Akhirnya, ia mengubah caranya berpikir, bukan untuk selamanya, tapi cukup dua sampai tiga bulan dulu.
Saat target dipersempit, habit terasa lebih mungkin dilakukan. Bebannya mengecil dan repetisi terasa lebih ringan. Terkadang, kita hanya perlu memendekkan jarak pandang agar tidak merasa kewalahan.
5. Berhenti Dua Kali Berturut-turut
Setiap orang pasti punya hari ketika kondisi tidak memungkinkan. Mungkin ada tugas hingga larut atau tubuh terlalu lelah. Istirahat sehari itu wajar.

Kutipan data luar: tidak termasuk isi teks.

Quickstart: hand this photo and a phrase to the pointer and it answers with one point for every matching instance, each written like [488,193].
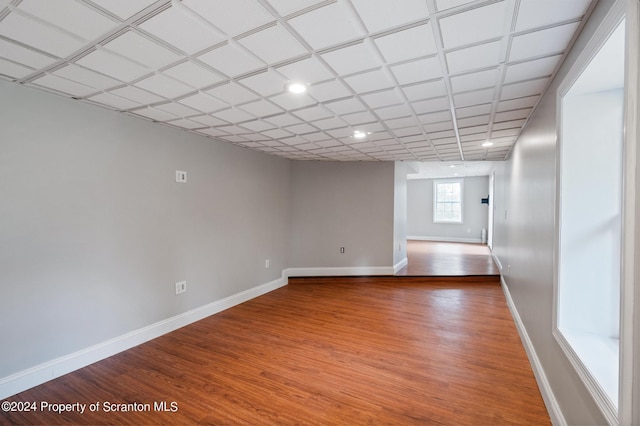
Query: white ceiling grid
[424,80]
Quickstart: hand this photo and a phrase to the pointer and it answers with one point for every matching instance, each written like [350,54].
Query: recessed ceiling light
[296,87]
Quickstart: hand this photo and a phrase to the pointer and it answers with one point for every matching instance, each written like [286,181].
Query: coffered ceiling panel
[421,80]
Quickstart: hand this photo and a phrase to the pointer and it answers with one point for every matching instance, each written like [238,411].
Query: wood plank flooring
[431,258]
[337,351]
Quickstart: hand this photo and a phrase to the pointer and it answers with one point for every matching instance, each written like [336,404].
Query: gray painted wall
[337,204]
[524,239]
[475,215]
[94,230]
[400,213]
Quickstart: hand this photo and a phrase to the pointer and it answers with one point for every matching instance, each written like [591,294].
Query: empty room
[319,212]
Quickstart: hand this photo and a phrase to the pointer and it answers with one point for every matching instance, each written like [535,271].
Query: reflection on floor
[431,258]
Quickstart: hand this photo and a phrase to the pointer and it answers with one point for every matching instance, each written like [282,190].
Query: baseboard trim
[445,239]
[404,262]
[557,418]
[340,271]
[50,370]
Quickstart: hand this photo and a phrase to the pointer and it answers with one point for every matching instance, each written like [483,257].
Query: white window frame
[626,410]
[435,201]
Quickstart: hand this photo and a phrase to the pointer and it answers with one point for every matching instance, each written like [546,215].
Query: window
[589,233]
[447,201]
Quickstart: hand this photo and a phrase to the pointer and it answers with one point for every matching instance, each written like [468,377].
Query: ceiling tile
[273,45]
[448,4]
[86,77]
[113,65]
[412,72]
[543,42]
[233,17]
[430,89]
[383,99]
[64,85]
[113,101]
[435,117]
[474,81]
[312,26]
[276,133]
[283,120]
[329,91]
[232,93]
[525,88]
[287,7]
[512,115]
[383,14]
[14,70]
[181,30]
[203,102]
[473,110]
[345,106]
[369,81]
[431,105]
[308,70]
[176,109]
[359,118]
[71,16]
[290,101]
[539,13]
[261,108]
[230,60]
[473,98]
[38,35]
[352,59]
[407,44]
[194,75]
[123,8]
[301,129]
[142,50]
[313,113]
[481,56]
[265,83]
[257,125]
[136,95]
[185,123]
[474,121]
[208,120]
[233,115]
[155,114]
[532,69]
[164,86]
[23,55]
[329,123]
[475,25]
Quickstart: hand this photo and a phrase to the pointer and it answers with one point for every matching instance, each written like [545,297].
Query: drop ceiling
[424,80]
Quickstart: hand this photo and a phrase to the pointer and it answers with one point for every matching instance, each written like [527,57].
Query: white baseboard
[42,373]
[340,271]
[445,239]
[557,418]
[404,262]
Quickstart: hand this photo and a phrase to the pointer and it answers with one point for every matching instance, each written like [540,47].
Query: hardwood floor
[431,258]
[319,351]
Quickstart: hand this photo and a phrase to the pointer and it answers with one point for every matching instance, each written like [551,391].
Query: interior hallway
[431,258]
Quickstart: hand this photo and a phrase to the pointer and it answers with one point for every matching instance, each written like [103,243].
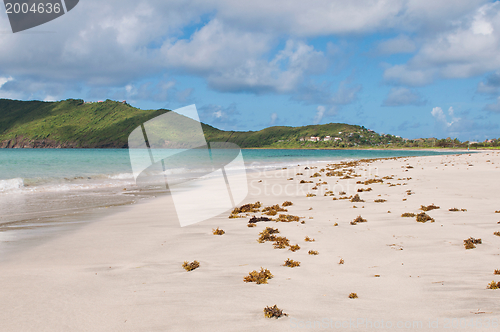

Yang berbahaya adalah ketika kita berhenti dua kali berturut-turut. Sekali berhenti masih aman, tapi dua kali bisa membuat kebiasaan benar-benar hilang. Kita kembali ke titik nol dan harus membangunnya dari awal.
Maka, kalau kita terpaksa melewatkan sehari, jangan biarkan hari berikutnya terlewat lagi. Lakukan meski sedikit, sekadar menjaga ritme tetap hidup.
Konsisten bukan soal kerasnya kemauan, tetapi bagaimana kita memahami diri sendiri dan membangun sistem yang memudahkan.
Lima poin dari Zahid Ibrahim ini mengingatkan kita bahwa progres kecil tetaplah progres, dan kebiasaan baik tumbuh dari langkah kecil yang diulang bukan dari kesempurnaan.